Effect of NXY-059, a novel neuroprotectant, on the pharmacokinetics of a single dose of digoxin in healthy subjects.
Anahtar kelimeler
Öz
OBJECTIVE
NXY-059 is a novel free-radical trapping neuroprotectant. Digoxin treatment is common in acute ischaemic stroke, the intended patient population for NXY-059. Since both digoxin and NXY-059 are eliminated primarily renally, with a substantial contribution by active renal secretion, and because digoxin has a narrow therapeutic window, this open, randomised, crossover, two-period study investigated whether NXY-059 affects the pharmacokinetics (PK) of digoxin.
METHODS
Twenty-two healthy subjects received 0.5 mg oral digoxin 2 h after the start of 60-h intravenous infusions of NXY-059 and placebo separated by a 14-day washout.

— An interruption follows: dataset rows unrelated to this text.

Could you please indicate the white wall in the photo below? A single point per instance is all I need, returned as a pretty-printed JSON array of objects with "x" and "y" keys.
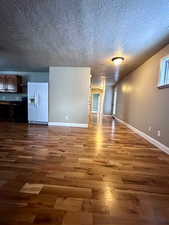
[{"x": 68, "y": 95}]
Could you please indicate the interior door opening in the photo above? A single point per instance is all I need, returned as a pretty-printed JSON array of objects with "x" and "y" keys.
[{"x": 95, "y": 103}]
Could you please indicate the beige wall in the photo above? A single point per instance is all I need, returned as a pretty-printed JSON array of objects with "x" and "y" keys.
[
  {"x": 68, "y": 94},
  {"x": 141, "y": 104},
  {"x": 108, "y": 98}
]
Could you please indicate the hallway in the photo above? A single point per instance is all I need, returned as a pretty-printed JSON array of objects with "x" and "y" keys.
[{"x": 103, "y": 175}]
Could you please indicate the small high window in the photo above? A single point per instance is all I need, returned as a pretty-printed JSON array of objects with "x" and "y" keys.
[{"x": 164, "y": 73}]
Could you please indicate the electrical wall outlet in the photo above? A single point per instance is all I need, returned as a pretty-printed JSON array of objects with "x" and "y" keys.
[
  {"x": 158, "y": 133},
  {"x": 66, "y": 117}
]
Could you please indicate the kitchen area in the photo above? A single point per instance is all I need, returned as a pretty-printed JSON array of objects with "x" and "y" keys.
[{"x": 24, "y": 97}]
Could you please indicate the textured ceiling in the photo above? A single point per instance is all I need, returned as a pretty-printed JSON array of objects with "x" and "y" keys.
[{"x": 36, "y": 34}]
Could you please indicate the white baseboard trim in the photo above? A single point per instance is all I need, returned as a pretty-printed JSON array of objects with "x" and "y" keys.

Blood and urine were collected for 60 h. Digoxin concentrations were measured by a novel liquid chromatography-mass spectrometry assay.
METHODS
The ratio of the geometric mean (90% confidence interval) between NXY-059 and placebo for the digoxin area under the concentration-versus-time curve was 0.91 (0.83-0.99) and was within the predefined range for no interaction (0.80-1.25). No safety concerns were raised in the study. No serious adverse events were recorded. The most common adverse event was headache with similar frequencies in the two treatments.
CONCLUSIONS
NXY-059 had no clinically significant effect on the PK of digoxin.